THERE are serious anomalies between the value the Revenue Commissioners is placing on Clare properties and their market value.
That is according to Diarmuid McMahon of Sherry FitzGerald Ennis who said it is using wide brush strokes to value houses, which make little of no sense in reality.
He explained that the Revenue is valuing all semi-detached properties in an area in the same price range irrespective of size.
Likewise detached modest rural family homes are being placed in the same price category as large houses or mansions.
The Ennis estate agent warned the onus is on the homeowner however to ensure that the value price is correct, even if the State under values it. The owner is liable for any underpayment of the new tax.

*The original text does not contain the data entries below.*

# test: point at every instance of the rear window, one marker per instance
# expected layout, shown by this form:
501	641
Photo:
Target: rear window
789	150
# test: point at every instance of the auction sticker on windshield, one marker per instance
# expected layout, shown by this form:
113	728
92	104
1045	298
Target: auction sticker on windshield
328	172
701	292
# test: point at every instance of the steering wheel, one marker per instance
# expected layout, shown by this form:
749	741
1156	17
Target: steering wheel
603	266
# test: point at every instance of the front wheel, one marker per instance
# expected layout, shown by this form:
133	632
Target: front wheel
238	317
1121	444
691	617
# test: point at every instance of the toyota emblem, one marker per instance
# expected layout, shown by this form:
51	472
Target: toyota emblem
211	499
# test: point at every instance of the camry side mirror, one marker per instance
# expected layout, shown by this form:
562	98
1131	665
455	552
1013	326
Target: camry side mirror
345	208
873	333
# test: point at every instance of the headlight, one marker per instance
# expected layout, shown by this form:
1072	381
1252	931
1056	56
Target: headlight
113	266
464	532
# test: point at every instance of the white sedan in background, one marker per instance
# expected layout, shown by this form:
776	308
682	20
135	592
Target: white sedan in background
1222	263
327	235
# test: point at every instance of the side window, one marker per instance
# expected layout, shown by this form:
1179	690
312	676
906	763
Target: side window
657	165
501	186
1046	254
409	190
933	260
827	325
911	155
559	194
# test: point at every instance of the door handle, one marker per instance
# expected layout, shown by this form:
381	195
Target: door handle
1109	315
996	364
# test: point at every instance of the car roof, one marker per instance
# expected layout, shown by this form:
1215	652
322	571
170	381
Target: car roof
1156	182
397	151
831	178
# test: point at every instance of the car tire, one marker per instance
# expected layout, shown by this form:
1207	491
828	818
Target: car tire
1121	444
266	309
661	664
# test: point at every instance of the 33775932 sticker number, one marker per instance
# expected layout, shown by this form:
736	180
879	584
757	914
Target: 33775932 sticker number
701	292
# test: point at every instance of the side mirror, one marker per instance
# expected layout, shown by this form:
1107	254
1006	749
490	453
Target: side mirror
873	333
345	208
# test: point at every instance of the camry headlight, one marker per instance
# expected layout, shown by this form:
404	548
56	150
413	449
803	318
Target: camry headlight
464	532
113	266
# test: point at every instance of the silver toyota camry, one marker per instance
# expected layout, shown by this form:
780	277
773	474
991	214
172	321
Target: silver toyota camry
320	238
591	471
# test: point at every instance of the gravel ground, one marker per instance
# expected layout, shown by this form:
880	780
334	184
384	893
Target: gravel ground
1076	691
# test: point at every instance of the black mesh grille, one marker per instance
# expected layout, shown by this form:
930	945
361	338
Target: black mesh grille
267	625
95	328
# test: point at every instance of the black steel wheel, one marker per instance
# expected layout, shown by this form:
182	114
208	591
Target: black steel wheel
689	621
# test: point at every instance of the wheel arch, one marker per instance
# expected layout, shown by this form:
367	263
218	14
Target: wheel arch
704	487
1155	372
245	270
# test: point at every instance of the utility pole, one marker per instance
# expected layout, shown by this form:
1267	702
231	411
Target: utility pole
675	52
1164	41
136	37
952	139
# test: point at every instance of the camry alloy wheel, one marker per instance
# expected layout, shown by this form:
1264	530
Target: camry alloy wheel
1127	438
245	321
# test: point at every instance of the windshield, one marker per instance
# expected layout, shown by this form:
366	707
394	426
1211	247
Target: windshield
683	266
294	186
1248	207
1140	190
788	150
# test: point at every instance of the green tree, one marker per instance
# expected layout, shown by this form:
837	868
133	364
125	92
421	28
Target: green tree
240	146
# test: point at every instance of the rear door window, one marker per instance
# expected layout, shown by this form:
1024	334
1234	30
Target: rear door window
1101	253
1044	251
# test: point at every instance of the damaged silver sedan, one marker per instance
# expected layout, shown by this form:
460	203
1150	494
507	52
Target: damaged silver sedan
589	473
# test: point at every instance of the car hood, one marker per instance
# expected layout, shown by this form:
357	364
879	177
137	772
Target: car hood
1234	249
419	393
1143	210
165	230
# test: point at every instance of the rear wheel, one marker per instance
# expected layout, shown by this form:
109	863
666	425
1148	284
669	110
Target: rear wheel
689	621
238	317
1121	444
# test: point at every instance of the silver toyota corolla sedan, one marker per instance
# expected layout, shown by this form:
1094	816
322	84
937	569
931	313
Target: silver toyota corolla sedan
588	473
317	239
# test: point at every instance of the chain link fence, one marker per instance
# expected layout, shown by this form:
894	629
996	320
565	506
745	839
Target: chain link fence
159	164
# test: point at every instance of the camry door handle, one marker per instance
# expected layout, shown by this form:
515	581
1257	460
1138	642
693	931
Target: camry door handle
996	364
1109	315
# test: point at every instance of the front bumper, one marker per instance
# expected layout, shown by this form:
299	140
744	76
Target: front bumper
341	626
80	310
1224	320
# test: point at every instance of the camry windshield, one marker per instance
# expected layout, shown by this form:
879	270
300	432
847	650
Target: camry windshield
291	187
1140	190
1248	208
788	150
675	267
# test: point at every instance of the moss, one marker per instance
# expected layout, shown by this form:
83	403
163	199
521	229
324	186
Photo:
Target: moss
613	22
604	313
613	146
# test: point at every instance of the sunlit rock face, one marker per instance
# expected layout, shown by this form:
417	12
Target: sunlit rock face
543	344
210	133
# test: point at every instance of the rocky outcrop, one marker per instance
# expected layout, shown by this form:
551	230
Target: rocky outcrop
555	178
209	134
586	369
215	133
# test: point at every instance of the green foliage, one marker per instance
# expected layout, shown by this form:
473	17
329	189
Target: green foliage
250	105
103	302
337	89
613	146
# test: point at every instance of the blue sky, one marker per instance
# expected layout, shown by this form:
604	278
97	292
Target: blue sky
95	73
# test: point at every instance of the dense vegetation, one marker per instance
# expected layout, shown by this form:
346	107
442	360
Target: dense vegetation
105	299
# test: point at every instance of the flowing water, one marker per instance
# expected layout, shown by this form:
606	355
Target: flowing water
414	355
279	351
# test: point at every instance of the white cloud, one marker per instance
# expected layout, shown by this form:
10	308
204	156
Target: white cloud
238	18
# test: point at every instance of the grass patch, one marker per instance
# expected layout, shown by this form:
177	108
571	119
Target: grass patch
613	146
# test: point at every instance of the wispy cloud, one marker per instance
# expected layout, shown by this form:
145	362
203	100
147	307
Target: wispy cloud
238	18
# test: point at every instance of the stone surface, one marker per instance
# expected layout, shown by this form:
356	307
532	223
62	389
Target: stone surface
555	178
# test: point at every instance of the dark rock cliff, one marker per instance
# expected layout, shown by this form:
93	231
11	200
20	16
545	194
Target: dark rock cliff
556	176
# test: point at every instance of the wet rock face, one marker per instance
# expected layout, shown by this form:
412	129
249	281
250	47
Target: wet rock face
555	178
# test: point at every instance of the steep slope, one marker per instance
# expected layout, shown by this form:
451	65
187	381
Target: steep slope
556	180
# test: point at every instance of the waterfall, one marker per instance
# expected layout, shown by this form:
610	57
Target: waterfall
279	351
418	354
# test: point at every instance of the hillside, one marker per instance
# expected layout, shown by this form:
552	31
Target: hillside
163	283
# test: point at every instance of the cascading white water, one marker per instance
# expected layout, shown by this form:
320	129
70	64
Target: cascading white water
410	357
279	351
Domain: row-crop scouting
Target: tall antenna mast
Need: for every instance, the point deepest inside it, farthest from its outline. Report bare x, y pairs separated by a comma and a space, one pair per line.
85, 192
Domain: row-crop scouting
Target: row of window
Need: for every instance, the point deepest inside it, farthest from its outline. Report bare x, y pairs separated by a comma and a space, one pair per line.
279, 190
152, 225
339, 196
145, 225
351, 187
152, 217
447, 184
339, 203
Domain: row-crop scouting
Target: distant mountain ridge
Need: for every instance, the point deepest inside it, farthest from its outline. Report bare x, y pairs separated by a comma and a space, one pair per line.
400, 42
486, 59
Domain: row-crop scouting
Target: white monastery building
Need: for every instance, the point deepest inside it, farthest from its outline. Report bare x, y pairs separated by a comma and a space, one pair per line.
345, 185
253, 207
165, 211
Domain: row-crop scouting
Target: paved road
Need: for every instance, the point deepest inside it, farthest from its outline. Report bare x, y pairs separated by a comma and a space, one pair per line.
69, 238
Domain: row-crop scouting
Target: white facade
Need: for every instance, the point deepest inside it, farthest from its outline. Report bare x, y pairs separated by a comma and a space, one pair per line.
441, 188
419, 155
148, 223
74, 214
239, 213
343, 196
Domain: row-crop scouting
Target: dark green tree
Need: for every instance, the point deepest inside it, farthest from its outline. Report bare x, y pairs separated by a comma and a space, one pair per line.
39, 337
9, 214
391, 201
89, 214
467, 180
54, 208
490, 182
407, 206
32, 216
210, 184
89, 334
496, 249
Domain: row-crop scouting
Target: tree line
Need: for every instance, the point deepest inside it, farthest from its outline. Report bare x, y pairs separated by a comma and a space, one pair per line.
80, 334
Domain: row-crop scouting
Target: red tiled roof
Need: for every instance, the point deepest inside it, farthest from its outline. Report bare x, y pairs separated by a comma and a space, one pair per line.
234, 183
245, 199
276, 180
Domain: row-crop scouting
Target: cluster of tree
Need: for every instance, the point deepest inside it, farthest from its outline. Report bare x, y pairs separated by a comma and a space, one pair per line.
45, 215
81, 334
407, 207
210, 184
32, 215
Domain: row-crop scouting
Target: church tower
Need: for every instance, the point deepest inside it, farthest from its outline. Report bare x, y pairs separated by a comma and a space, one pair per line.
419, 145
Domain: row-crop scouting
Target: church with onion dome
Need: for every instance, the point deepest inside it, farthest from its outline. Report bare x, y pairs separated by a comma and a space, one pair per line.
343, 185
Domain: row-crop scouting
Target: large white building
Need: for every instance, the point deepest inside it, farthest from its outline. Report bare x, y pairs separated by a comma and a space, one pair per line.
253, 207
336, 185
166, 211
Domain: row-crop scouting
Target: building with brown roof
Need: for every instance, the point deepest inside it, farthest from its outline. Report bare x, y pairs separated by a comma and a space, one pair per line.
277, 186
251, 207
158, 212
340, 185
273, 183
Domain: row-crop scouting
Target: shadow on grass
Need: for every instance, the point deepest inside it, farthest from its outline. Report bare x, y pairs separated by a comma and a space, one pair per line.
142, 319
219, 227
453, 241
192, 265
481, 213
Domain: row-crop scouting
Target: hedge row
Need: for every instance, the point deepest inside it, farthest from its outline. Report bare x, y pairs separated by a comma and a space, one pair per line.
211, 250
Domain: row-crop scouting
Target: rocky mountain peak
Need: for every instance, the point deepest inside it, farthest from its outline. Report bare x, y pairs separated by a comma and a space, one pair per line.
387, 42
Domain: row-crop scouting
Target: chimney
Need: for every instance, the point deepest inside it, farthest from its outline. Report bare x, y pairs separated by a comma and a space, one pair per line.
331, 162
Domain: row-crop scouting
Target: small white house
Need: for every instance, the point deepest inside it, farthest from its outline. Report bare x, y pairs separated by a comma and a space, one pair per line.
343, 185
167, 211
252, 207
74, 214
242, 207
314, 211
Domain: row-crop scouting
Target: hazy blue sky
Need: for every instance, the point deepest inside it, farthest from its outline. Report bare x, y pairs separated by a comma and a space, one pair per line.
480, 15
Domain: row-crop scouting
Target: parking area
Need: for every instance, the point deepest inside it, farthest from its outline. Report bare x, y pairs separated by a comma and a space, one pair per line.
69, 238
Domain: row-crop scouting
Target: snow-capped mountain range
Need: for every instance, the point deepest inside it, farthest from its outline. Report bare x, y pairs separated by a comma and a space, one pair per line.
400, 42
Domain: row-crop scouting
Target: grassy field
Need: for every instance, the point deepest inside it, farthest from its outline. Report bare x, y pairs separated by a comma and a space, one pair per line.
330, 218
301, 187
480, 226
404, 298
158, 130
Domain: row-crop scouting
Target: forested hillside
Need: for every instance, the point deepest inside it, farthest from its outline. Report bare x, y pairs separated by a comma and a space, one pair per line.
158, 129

The Revenue Commissioners launched its website to help home owners to calculate how much they will have to pay in property tax from the second half of this year.
A letter indicating the same is expected in the coming days.
Meanwhile the property tax is prompting a director of a Clare based voluntary housing scheme to resign.
The inclusion of voluntary housing along with private landlords and local authorities as being liable for Property Tax (on family housing) has precipitated a crisis for Rural Resettlement Ireland, according to its chairman Jim Connolly.
“The Government has radically moved the goalposts. Neither I nor any other director over the years signed up to become tax collectors. The onerous responsibilities of being directors of charitable Companies Limited by Guarantee under the Companies Act make it almost impossible nowadays to recruit new directors. The latest addition of shouldering the responsibility for paying property tax on large numbers of social houses is the last straw,” he said.
“I have publicly declared my intention of resigning as a director of RRI if the situation described above is confirmed in the Finance Act. I cannot speak for other directors or other Voluntary Housing associations.”